La vida no es una colección de cosas o incidentes. No podemos tampoco captarla a través de una pantalla de vidrio. Las imágenes, los datos y las cifras no definen la existencia.
Lo esencial de la vida se encuentra en las personas, en las relaciones humanas que requieren tiempo, palabras, gestos y miradas.
Nuestra cultura está orientada y centrada en los resultados, en la eficacia, la utilidad y el beneficio. Ello demanda velocidad, pero la velocidad no nos lleva necesariamente a los verdaderos derroteros de la vida. Esa velocidad suele robarnos algo irrecuperable: el tiempo.
Es preciso hacer una pausa. Lo sustancial lo encontramos en la sencillez de lo cotidiano, como lo es detenernos a mirar por la ventana y asombrarnos con lo que vemos. Retraerse del ruido y la aceleración, de tanta dispersión.
Por otro lado, no es posible vivir en un mundo sin miradas. Sería un mundo agonizante. El filósofo coreano Byung-Chul Han habla del llamado fenómeno de la desaparición del otro. Un mundo que nos va alejando de la riqueza de las relaciones presenciales y de la generación de vínculos. Un mundo digital “incorpóreo”, que carece de vida y fuerza propias. Un mundo donde todos miran una pantalla y sencillamente “desaparecen”, pues son ignorados.
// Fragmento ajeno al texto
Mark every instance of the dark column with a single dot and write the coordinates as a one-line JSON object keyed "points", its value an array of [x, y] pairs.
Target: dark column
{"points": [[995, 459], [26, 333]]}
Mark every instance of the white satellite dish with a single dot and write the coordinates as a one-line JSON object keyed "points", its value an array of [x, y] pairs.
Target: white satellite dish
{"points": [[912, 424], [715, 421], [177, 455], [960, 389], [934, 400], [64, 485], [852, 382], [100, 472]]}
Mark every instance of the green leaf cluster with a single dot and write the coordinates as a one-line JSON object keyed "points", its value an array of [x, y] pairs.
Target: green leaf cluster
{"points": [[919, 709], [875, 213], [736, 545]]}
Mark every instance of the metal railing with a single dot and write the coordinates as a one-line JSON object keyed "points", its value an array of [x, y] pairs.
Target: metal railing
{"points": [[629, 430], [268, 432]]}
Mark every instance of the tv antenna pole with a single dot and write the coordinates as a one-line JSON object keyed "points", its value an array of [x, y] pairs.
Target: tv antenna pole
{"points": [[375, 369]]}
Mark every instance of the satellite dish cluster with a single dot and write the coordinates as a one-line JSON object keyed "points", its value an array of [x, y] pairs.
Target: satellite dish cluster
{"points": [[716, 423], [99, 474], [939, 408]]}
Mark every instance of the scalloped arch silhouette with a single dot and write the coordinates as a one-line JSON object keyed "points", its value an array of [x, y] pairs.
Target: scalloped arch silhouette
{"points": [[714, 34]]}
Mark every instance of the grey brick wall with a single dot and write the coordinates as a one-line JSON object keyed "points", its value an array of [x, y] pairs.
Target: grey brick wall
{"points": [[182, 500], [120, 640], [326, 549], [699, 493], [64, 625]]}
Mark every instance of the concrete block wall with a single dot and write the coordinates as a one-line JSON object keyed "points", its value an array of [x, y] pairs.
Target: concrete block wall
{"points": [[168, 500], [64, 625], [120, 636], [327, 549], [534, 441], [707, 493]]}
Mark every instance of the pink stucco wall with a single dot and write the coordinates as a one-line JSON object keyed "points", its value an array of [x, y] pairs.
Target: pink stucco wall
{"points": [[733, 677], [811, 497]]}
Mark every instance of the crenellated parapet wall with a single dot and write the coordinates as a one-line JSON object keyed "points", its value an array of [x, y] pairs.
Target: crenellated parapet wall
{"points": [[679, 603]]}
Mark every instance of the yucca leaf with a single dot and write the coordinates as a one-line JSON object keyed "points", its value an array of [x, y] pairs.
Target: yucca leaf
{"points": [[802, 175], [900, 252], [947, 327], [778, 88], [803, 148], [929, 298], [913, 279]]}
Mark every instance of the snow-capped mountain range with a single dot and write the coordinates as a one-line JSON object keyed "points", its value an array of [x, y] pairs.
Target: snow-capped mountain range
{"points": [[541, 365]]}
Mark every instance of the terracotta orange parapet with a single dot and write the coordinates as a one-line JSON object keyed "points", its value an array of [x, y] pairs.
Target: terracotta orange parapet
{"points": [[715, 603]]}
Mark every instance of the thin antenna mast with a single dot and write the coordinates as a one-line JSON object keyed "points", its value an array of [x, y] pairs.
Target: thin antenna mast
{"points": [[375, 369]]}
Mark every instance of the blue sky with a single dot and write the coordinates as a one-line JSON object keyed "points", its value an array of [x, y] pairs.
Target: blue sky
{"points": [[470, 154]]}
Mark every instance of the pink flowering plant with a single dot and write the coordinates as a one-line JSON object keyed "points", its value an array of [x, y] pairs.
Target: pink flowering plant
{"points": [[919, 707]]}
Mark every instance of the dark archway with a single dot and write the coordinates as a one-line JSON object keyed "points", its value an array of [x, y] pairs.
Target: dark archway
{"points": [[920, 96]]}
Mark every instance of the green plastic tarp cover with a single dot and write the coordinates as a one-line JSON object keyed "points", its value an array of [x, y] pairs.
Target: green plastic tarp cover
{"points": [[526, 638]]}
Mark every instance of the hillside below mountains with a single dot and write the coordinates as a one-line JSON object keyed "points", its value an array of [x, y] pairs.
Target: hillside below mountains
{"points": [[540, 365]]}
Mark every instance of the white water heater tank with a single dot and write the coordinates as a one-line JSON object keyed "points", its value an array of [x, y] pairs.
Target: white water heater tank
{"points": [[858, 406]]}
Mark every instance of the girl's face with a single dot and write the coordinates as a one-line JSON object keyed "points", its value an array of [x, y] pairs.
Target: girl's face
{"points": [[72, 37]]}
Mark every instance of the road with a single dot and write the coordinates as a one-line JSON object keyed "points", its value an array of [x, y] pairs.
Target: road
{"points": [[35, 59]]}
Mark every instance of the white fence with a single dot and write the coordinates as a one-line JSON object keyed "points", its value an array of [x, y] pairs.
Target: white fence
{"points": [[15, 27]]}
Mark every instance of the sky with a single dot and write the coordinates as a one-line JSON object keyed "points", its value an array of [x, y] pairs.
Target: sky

Ciertas narraciones debemos hacerlas en primera persona. Nuestra historia se basa en hechos, en realidades. No vive de la ficción o la fantasía.
Hace pocos días, dejé de ver la vida a través de una pantalla. Empecé a mirarla a través de los ojos de mi nieta Natalia. Los abría por primera vez y, embelesada, yo quería capturar cada uno de sus gestos y movimientos.
El tiempo para mí finalmente se detuvo, y experimenté una gran libertad interior, una agradecida serenidad y sosiego. Redescubrí la relevancia de la contemplación y la ternura.
Cuánta sabiduría había en mi regazo y cuánta fuerza detrás de aquella “fragilidad”. La fuerza de lo que es esencial: la atención y el cuidado del otro.
En aquella ternura, recordé una frase de la polaca Olga Tokarczuk, premio nobel de literatura en el 2018: “La ternura es el arte de personificar, de compartir sentimientos y, por tanto, de descubrir similitudes”.
La ternura es un rasgo antropológico del ser humano. Se dice que brota del poder del amor, de su verdad y bondad. Uno debe detenerse, hacer una pausa para redescubrir la belleza de lo cotidiano y de lo humano. Poner atención a quienes amamos. Ellos algún día no estarán con nosotros, pero no desaparecerán de nuestra memoria, pues a fin de cuentas somos lo que amamos.
La autora es administradora de negocios.